Retrieval-Augmented Generation (RAG) involves enriching the model's prompt with curated content retrieved from authoritative sources. This is intended to increase factual accuracy and domain relevance, especially in areas where precise distinctions matter. In our previous implementation using generic psychometric content, RAG did not improve item usability—likely because the model already encoded similar knowledge internally. In current research, we apply RAG to narrower, higher-stakes domains where hallucination is more likely and costlier: Illinois traffic law and MariaDB version 10. We hypothesize that RAG will be more effective in these contexts, where tight alignment to specific regulations or versioned documentation is essential.
Agentic AI refers to prompting strategies that allow the model to engage in multi-step workflows, incorporating its own evaluation and revision. Our earlier implementation used a single model with limited autonomy and no tools, relying on fixed psychometric rules and a one-pass generate-review-revise cycle. This was often ineffective, as the model struggled to critique its own output. Our current approach introduces two independent models—one to generate, the other to review and revise—with multiple rounds of interaction. This division of labor is designed to overcome the model’s self-evaluation blind spots, improve quality, and reduce the need for SME revision.
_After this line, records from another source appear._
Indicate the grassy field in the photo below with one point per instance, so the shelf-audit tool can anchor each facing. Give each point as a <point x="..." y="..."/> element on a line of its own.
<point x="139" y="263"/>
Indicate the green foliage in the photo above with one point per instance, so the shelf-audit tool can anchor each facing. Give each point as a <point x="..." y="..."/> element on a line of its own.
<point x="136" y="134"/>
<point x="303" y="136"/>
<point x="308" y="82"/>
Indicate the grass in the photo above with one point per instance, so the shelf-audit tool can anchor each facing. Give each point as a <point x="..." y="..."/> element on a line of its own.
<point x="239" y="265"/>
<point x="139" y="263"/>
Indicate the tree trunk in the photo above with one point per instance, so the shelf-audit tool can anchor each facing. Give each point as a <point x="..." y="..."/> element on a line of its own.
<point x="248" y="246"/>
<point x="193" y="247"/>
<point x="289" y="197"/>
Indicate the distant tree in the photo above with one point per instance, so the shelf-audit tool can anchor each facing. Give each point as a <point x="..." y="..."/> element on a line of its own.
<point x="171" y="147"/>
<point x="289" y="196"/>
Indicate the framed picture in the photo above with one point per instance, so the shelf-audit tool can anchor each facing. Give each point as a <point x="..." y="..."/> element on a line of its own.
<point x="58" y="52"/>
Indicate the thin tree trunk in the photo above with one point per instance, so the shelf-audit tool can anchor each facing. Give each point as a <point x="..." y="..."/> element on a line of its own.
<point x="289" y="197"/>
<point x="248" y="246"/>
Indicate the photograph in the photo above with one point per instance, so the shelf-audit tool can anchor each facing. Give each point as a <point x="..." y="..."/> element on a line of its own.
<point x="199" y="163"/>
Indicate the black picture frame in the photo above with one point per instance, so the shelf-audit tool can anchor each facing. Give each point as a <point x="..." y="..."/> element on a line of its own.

Thinking AI encompasses prompting strategies that direct the model to reason step-by-step within a single session. These include “instructed thinking” (a fixed sequence of steps, such as planning and revision) and “iterated thinking” (cycles of self-questioning and improvement). We are comparing these strategies with OpenAI’s GPT-4o (formerly o3), which builds on earlier structured reasoning models. Thinking prompts are more computationally expensive but may yield greater logical consistency, item complexity, and nuance—especially in areas requiring subtle conceptual understanding or balanced distractors.
In addition to evaluating these prompting strategies, we have also refined our evaluation metrics. Previous scoring methods focused on the amount of revision required, which could reward trivial but technically correct items. We are introducing a complementary measure of “suitability,” aligned with how SMEs assess item quality—including factors like depth, relevance, and instructional value.
All AI-generated content is treated as draft material subject to SME oversight. An SME initiates the item by defining a topic or objective, then selects and edits among AI-generated drafts. Items are only accepted into the pool after being reviewed by at least two additional SMEs. This process reflects our commitment to ethical use of generative AI—prioritizing transparency, accountability, and human judgment in high-stakes assessment contexts.
This research evaluates how far prompting strategies can be pushed to improve AI-authored item quality. By isolating the effects of structured input, iterative reasoning, and model collaboration, we aim to identify practical methods for reducing SME workload without compromising quality. The findings have implications for any test development program considering LLMs as a tool for accelerating item authoring, while preserving the rigor and fairness essential to certification.